The role of adjuvant radiotherapy in stage I endometrial cancer following surgery remains unclear. The management for these patients varies widely, particularly in stage I patients with different risk factors. Using the methodology of Cochrane Collaboration, we did a systematic and meta-analysis of all know randomised controlled trials which compared adjuvant radiotherapy versus no radiotherapy following surgery for patients with stage I endometrial cancer. The meta-analysis was carried out on four trials (three published and one unpublished) and a total of 1770 patients. The addition of pelvic external beam radiotherapy to surgery reduced locoregional recurrence, a relative risk (RR) of 0.28 [95% confidence interval (CI) 0.17-0.44, P < 0.00001], which is a 72% reduction in the risk of pelvic relapse (95% CI 56% to 83%) and an absolute risk reduction of 6% (95% CI of 4% to 8%). The reduction in the risk of locoregional recurrence did not translate into a reduction in the risks of death from all causes, endometrial cancer death or distant recurrence. A subgroup analysis showed a trend towards the reduction in the risks of death from all causes and endometrial cancer in patients with multiple high risk factors (including stage 1c and grade 3). External beam pelvic radiotherapy should be considered in patients with multiple high-risk features including stage 1c and grade 3. However, it carries an inherent risk of damage and toxicity and should be avoided in stage 1 endometrial cancer patients with no high risk factors.

摘要

辅助放疗在Ⅰ期子宫内膜癌术后的作用仍不明确。

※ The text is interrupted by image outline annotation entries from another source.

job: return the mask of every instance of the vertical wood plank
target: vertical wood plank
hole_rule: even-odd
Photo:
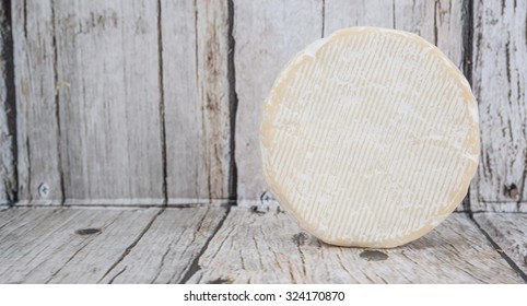
[[[257,200],[267,186],[259,155],[260,109],[280,69],[323,35],[321,0],[234,0],[237,198]],[[243,204],[242,203],[242,204]]]
[[[226,1],[161,1],[168,203],[222,201],[231,175]]]
[[[50,0],[12,1],[21,203],[62,202]]]
[[[462,1],[326,0],[325,36],[350,26],[408,31],[436,45],[462,68]]]
[[[473,89],[481,158],[472,208],[527,211],[527,2],[475,1]]]
[[[156,2],[54,11],[66,203],[163,203]]]
[[[11,2],[0,4],[0,205],[16,200],[16,109],[13,85]]]

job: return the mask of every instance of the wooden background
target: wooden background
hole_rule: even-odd
[[[527,212],[526,16],[522,0],[2,1],[0,203],[259,201],[279,70],[372,25],[421,35],[471,82],[481,163],[464,209]]]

这些患者的治疗方法差异很大,尤其是在具有不同危险因素的Ⅰ期患者中。我们采用Cochrane协作网的方法,对所有已知的比较Ⅰ期子宫内膜癌患者术后辅助放疗与不放疗的随机对照试验进行了系统评价和荟萃分析。荟萃分析纳入了四项试验(三项已发表,一项未发表),共1770例患者。手术联合盆腔外照射放疗可降低局部区域复发率,相对危险度(RR)为0.28[95%置信区间(CI)0.17 - 0.44,P < 0.00001],这意味着盆腔复发风险降低了72%(95%CI 56%至83%),绝对风险降低了6%(95%CI 4%至8%)。局部区域复发风险的降低并未转化为全因死亡、子宫内膜癌死亡或远处复发风险的降低。亚组分析显示,在具有多个高危因素(包括Ⅰc期和3级)的患者中,全因死亡和子宫内膜癌死亡风险有降低趋势。对于具有包括Ⅰc期和3级在内的多个高危特征的患者,应考虑盆腔外照射放疗。然而,它存在固有的损伤和毒性风险,对于无高危因素的Ⅰ期子宫内膜癌患者应避免使用。